Dalam kondisi serba darurat, petugas kesehatan baik tenaga medis dan non-medis bekerja
sama memberikan pertolongan pertama pada setiap pasien korban gempa. Selain itu,
pelayanan petugas kesehatan pada masa rehabilitasi juga berkontribusi pada tersedianya
kebutuhan gizi bayi dan balita serta pemenuhan keperluan kesehatan reproduksi perempuan.
Salah satu faktor yang mendukung kelancaran para petugas kesehatan dalam melakukan
tindakan gawat darurat pada saat terjadi bencana dan memberikan pelayanan kesehatan
paska gempa adalah partisipasi aktif masyarakat.

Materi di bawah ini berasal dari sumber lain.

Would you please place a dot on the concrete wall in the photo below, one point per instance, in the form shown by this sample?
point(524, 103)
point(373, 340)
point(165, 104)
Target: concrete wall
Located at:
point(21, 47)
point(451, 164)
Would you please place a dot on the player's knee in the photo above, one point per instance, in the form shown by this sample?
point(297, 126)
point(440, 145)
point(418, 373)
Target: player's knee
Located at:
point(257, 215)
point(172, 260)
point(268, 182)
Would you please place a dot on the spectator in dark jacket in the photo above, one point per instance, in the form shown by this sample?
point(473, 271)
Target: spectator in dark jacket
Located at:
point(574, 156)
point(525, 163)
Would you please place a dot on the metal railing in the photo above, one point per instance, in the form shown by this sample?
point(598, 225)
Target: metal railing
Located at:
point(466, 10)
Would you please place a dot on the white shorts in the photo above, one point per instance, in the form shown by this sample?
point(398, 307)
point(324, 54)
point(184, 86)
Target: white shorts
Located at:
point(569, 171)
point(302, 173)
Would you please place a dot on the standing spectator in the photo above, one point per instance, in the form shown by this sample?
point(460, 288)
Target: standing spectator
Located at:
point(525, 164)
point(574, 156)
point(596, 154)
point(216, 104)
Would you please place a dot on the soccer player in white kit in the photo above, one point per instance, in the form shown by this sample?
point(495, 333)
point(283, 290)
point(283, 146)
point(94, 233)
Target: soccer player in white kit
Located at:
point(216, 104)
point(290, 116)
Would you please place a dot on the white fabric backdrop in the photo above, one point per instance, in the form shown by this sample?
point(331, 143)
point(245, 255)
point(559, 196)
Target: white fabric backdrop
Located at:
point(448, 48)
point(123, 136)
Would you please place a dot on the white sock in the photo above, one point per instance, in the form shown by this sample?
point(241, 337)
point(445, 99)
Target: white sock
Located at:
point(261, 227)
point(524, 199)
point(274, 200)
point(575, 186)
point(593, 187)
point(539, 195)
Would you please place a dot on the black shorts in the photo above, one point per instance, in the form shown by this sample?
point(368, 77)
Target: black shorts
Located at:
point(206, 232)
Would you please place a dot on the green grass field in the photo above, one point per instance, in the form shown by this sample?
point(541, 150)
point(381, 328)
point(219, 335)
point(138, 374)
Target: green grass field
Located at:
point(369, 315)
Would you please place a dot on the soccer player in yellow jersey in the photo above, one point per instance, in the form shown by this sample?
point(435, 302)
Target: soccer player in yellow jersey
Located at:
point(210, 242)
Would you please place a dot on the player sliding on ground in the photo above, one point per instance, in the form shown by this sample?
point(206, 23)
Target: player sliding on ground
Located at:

Dalam kondisi mengalami bencana,
masyarakat aktif membantu pencarian korban; membawa korban luka ke tempat pelayanan;
mendirikan tenda darurat; distribusi obat-obatan, makanan bayi dan balita serta kebutuhan
khusus perempuan; melakukan pendataan korban dan memberikan informasi tentang wilayah
yang memerlukan penanganan kesehatan di wilayah terdampak. Peran petugas kesehatan dan
partisipasi aktif masyarakat dalam penanganan korban pada saat terjadi bencana, masa
tanggap darurat dan masa rehabilitasi memegang peranan penting dalam membantu
masyarakat untuk bertahan hidup dan menjalani proses pemulihan dari dampak bencana.